Long story short: Greater Boston has so many amazing WOC representing and fighting for its people.

  • The amazing US Rep. Ayanna Pressley
  • The determined reformer DA Rachael Rollins
  • The straight-talking State Rep. Chyna Tyler

And, not to be forgotten, true ally co-conspirator US Sen. Elizabeth “Let’s Get This Done” Warren. Sen. Warren gets it. She’s the real deal and all in for the people. She listens to what needs to be done and she knows how to get things done.

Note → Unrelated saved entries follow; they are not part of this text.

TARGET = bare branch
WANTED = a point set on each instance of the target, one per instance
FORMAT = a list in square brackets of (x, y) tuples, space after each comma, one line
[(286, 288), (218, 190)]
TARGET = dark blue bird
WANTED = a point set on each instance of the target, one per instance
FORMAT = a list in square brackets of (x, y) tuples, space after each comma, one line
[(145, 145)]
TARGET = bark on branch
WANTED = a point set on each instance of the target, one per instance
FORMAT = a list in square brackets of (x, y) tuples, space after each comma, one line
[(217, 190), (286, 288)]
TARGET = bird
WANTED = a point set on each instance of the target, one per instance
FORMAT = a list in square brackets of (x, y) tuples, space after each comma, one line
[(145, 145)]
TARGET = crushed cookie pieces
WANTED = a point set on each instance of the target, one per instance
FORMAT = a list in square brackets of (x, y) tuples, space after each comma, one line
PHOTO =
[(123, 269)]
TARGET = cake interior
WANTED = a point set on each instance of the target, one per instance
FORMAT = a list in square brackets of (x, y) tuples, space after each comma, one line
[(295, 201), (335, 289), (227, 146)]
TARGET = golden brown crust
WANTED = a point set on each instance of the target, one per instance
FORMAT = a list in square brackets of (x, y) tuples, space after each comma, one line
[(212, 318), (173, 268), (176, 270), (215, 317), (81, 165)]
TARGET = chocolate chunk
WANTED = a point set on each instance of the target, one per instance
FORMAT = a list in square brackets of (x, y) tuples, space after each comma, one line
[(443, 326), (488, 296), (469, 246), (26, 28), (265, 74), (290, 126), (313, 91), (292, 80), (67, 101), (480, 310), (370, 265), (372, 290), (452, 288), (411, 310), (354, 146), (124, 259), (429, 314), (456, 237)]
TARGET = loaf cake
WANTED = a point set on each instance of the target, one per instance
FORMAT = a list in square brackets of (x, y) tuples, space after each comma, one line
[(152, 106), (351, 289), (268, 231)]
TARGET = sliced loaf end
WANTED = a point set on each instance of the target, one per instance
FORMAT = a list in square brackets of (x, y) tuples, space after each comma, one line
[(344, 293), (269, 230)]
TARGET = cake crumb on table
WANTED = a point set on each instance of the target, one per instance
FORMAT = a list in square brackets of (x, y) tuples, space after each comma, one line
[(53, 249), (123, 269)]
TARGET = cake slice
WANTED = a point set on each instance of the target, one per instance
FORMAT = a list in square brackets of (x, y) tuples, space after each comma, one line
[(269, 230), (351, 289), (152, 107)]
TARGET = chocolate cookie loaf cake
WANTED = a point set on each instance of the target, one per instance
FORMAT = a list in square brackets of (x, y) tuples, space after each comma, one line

Powerful words from Representative Ayanna Pressley:

We are all gutted. We are exhausted. We are broken. And even in the midst of all of that, I still feel hope. I feel emboldened. I feel resolved.Please don’t ever apologize for taking up space with your pain. Because the reason we are still here is because we have not created enough space for it in the first place. We are always being talked out of our hurt, and that is why we cannot get to meaningful healing. Systemic injustice requires systemic solutions. We are managing a pandemic within a pandemic. Police brutality is a scourge: it is a pandemic. The pre-existing condition before COVID—and it still persists—is racism. So we are managing the pandemic, and the public health crisis in COVID-19, and the disproportionate hurt and harm and loss that we are experiencing because of that, which we were already experiencing before COVID. So we are going to be bold in our action. We’ll continue to be righteous and unapologetic about our rage. But I want us to be just as committed to being radical in our healing. Because we deserve that, too. And that healing is about being in community. It is about pouring into each other, and speaking life into each other. And I just don’t want us to lose sight of that.


And because we must not let anyone’s name be forgotten in the midst of so much pain, especially during Pride month, please don’t let the conversation leave out Tony McDade.